Jakarta|delidaily.net — Kementerian Agraria dan Tata Ruang/Badan Pertanahan Nasional (ATR/BPN) berhasil mengamankan kepastian anggaran untuk mengarungi agenda prioritas tahun anggaran 2027. Dalam Rapat Dengar Pendapat (RDP) yang berlangsung di Gedung DPR/MPR RI, Senayan, Jakarta, Rabu (16/9/2026), Komisi II DPR RI secara resmi menyetujui Pagu Alokasi Anggaran (pagu definitif) Kementerian ATR/BPN sebesar Rp10,758 triliun.
Pengesahan anggaran ini menandai fase krusial bagi kementerian yang tengah memacu penyelesaian target-target strategis nasional, mulai dari sertipikasi tanah massal hingga penataan ruang yang terintegrasi dengan iklim investasi.
Suntikan Rp150 Miliar untuk Akselerasi Tata Ruang
Dalam pemaparannya di hadapan wakil rakyat, Wakil Menteri ATR/Wakil Kepala BPN, Ossy Dermawan, menjelaskan struktur anggaran yang mengalami penyesuaian dari usulan awal.
“Pagu indikatif semula sebesar Rp10,608 triliun.
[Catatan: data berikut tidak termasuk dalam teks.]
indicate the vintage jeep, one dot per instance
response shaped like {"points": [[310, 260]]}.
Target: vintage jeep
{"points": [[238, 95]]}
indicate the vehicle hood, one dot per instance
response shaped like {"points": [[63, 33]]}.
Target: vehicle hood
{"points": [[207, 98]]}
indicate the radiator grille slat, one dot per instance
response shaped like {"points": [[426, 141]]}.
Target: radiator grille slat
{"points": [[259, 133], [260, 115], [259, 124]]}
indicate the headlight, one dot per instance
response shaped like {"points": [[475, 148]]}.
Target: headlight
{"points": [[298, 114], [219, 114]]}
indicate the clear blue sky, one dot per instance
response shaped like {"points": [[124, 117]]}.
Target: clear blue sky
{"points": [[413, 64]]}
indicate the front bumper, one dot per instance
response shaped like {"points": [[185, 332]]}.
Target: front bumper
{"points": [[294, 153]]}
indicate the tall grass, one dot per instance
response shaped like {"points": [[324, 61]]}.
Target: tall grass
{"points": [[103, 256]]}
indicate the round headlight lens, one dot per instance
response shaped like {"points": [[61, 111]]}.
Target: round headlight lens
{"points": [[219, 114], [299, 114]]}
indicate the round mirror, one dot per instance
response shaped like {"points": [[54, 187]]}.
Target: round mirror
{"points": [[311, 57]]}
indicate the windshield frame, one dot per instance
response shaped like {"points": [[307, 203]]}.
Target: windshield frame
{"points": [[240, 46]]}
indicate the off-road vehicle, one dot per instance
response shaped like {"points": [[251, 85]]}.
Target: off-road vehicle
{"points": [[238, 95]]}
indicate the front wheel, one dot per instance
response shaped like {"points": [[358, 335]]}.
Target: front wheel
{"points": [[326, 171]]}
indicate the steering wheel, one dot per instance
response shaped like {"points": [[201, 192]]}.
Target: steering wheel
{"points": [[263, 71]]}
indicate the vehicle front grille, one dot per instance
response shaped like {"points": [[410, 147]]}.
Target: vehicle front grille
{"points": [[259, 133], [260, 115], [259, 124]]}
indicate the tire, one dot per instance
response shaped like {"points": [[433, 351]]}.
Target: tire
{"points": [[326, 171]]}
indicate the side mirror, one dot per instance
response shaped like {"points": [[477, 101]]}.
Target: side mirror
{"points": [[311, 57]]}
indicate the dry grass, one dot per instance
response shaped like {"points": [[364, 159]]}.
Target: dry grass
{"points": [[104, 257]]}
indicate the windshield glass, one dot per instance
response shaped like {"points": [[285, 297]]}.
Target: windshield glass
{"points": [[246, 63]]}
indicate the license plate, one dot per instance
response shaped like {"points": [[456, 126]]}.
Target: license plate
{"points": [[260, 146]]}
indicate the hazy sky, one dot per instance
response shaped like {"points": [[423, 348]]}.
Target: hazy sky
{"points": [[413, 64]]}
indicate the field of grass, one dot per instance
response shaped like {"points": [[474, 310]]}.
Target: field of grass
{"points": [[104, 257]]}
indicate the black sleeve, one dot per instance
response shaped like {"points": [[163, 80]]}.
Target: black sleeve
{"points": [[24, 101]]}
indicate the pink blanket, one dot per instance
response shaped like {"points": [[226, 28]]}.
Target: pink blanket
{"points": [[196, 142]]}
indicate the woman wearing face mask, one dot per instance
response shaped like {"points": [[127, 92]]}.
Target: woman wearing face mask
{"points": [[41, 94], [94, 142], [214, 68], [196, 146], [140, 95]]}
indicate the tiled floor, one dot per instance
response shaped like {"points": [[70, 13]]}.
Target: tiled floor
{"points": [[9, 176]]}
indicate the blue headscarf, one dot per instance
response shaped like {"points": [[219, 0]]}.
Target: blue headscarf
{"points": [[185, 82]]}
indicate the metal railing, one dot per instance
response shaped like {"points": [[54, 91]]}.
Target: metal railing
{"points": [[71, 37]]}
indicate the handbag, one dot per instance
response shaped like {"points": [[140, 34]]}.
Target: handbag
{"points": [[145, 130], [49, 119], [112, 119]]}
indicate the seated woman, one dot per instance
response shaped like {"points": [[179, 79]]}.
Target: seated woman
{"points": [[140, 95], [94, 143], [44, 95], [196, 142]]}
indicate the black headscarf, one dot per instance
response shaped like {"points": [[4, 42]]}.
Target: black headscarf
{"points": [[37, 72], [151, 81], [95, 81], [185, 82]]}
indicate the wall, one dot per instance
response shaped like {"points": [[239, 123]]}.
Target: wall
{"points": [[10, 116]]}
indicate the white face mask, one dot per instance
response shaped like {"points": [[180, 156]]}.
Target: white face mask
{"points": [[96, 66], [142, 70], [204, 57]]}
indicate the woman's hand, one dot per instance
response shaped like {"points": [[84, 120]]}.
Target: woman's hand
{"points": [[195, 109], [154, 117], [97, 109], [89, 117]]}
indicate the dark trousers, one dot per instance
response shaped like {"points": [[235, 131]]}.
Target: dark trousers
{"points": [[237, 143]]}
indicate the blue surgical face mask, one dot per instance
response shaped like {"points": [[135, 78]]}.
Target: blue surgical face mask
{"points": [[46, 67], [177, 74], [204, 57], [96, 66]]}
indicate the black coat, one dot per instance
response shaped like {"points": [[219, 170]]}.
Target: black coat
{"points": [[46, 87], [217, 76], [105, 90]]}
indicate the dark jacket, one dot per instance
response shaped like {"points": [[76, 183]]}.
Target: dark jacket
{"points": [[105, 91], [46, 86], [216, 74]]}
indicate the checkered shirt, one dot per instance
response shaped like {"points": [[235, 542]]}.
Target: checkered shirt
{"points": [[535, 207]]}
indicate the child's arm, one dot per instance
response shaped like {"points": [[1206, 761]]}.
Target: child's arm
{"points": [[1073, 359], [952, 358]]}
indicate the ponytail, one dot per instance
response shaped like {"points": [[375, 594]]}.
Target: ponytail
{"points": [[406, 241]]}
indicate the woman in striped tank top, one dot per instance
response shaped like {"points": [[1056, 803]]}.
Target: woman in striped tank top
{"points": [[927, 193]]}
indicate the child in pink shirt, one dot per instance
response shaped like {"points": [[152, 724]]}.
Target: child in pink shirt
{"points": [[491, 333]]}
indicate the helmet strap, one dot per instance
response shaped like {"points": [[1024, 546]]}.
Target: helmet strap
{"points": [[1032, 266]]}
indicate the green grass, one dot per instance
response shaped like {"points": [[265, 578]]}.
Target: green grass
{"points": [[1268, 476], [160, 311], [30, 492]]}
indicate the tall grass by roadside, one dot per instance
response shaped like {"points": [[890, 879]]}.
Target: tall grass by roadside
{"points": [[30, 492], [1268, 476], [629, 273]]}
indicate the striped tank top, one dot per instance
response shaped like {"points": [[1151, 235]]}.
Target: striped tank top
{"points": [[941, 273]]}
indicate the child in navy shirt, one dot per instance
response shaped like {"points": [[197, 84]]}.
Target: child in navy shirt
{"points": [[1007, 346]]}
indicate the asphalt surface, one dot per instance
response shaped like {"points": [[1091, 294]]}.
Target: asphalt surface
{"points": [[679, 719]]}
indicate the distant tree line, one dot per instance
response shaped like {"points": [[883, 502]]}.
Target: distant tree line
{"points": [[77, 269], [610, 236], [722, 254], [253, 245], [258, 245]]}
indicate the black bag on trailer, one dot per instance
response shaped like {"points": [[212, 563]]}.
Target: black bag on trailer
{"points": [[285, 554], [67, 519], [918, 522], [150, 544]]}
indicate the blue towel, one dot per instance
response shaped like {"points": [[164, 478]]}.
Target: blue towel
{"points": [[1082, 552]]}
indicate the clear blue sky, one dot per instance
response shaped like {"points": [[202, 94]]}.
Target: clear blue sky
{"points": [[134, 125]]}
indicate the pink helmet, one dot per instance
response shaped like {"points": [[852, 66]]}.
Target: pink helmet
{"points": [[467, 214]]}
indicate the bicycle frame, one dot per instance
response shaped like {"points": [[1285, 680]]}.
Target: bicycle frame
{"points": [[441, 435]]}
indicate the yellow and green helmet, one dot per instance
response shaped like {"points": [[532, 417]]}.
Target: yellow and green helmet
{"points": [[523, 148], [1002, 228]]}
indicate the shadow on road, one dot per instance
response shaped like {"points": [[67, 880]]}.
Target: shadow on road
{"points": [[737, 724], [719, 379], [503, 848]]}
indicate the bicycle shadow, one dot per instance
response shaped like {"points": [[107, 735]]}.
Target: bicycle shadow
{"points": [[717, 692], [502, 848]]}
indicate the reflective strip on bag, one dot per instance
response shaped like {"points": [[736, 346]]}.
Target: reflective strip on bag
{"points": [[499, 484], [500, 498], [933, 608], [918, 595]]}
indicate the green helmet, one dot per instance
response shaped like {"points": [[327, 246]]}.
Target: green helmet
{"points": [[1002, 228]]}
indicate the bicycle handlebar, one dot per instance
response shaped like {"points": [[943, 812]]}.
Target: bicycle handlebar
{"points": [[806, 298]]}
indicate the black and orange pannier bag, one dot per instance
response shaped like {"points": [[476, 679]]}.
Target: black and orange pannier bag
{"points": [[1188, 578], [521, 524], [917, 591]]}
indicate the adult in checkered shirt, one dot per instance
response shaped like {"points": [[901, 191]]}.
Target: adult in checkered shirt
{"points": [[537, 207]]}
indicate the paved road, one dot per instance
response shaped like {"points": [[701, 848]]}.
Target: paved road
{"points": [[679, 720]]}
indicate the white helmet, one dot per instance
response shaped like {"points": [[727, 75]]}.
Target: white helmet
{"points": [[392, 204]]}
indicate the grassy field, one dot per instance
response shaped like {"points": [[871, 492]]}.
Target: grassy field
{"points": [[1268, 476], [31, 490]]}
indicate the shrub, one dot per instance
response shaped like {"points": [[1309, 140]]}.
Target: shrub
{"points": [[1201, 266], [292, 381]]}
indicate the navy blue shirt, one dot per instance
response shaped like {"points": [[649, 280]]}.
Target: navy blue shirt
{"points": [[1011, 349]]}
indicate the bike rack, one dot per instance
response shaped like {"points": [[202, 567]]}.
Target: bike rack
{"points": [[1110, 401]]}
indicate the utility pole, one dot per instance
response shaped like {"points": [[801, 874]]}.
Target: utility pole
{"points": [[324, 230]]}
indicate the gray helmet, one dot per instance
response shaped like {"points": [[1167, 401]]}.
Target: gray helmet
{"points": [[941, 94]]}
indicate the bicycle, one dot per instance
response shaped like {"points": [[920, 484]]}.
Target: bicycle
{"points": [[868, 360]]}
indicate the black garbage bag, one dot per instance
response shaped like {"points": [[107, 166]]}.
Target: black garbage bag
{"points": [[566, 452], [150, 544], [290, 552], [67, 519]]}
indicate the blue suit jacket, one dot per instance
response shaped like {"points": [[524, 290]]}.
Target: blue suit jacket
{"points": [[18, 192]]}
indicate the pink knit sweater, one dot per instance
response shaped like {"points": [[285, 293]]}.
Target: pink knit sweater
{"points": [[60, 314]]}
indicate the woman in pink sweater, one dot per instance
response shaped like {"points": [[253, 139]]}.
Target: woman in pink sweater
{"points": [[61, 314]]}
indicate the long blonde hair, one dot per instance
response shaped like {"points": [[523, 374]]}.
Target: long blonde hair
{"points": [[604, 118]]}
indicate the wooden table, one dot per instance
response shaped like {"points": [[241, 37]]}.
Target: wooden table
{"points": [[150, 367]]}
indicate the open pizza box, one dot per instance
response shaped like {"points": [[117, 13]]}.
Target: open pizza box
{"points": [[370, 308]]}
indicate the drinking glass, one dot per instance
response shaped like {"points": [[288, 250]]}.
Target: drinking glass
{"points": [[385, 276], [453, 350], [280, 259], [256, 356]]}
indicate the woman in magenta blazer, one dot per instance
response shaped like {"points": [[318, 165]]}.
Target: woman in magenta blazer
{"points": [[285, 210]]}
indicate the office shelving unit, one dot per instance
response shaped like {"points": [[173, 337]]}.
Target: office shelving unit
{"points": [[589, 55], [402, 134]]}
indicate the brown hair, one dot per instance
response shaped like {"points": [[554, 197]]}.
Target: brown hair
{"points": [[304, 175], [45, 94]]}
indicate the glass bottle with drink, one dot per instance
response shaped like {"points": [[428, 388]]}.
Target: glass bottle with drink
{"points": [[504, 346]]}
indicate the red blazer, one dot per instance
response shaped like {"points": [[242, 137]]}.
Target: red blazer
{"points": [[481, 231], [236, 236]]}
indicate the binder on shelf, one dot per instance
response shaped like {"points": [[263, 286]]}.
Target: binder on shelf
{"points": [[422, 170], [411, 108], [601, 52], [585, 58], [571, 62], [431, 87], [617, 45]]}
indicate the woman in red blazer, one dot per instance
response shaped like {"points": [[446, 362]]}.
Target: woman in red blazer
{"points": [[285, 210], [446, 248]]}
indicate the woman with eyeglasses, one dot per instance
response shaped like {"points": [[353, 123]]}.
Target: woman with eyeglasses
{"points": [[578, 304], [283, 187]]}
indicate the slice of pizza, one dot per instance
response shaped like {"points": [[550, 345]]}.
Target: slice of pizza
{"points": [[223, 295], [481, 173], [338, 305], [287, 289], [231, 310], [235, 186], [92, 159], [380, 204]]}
Setelah terdapat tambahan Rupiah Murni sebesar Rp150 miliar untuk percepatan penataan ruang, khususnya Rencana Detail Tata Ruang (RDTR), Rencana Tata Ruang Wilayah (RTRW), dan Online Single Submission (OSS), pagu anggaran 2027 menjadi Rp10,758 triliun,” papar Ossy.
Suntikan dana tambahan tersebut memfokuskan kementerian untuk membenahi kepastian hukum tata ruang di daerah—sebuah fondasi penting untuk mempercepat perizinan berusaha berbasis risiko lewat sistem OSS.
Membedah Target Output Prioritas 2027
Postur anggaran sebesar Rp10.758.191.532.000 tersebut akan disebar pada tiga pilar utama: program dukungan manajemen, penyelenggaraan penataan ruang, serta pengelolaan dan pelayanan pertanahan.
Ossy merinci sejumlah target kuantitatif prioritas nasional yang dipatok kementerian untuk tahun 2027:
- Persetujuan Substansi RDTR: Penyusunan 256 dokumen untuk kabupaten/kota.
- Pendaftaran Tanah Sistematis Lengkap (PTSL): Sertipikasi hak atas tanah sebanyak 3.208.472 bidang.
- Redistribusi Tanah: Target penataan aset mencapai 105.600 bidang.
- Akses Reforma Agraria: Penataan akses pemberdayaan ekonomi bagi 180.000 kepala keluarga.
Langkah Meminta Tameng Tambahan Rp3,38 Triliun
Sadar akan besarnya beban kerja dan tuntutan program strategis lain—seperti penyediaan tanah untuk Program 3 Juta Rumah bagi Masyarakat Berpenghasilan Rendah (MBR)—Kementerian ATR/BPN tidak berhenti pada pagu yang disetujui. Ossy melayangkan usulan tambahan pagu anggaran sebesar Rp3,385 triliun.
“Kami mohon dukungan Komisi II DPR RI agar kebutuhan tambahan tersebut dapat memperkuat pencapaian target prioritas, pemenuhan kebutuhan operasional, percepatan penataan ruang, serta dukungan program 3 Juta Rumah bagi MBR,” tegas Ossy.
Langkah pengajuan fiscal space tambahan ini dinilai para pengamat sebagai upaya antisipatif agar program-program berdampak langsung ke masyarakat bawah tidak tersendat di tengah jalan akibat keterbatasan operasional lapangan.
Persetujuan Senayan
Meranggapi paparan dan rincian alokasi tersebut, Pimpinan RDP dari Komisi II DPR RI menggetok palu persetujuan atas penetapan pagu definitif kementerian.
“Komisi II DPR RI menyetujui pagu anggaran Kementerian ATR/BPN tahun 2027 sebesar Rp10.758.191.532.000 untuk ditetapkan sebagai pagu alokasi anggaran (pagu definitif) tahun 2027,” ujar Wakil Ketua Komisi II DPR RI, Aria Bima, saat membacakan draf kesimpulan rapat.
RDP yang berlangsung maraton tersebut turut dihadiri jajaran Pejabat Pimpinan Tinggi Madya dan Pratama Kementerian ATR/BPN, bersama sejumlah kementerian/lembaga mitra kerja Komisi II DPR RI lainnya. Keputusan ini menjadi basis legal-formal bagi Kementerian ATR/BPN untuk mulai menyusun Rencana Kerja dan Anggaran (RKA K/L) secara lebih terukur menuju tahun fiskal 2027.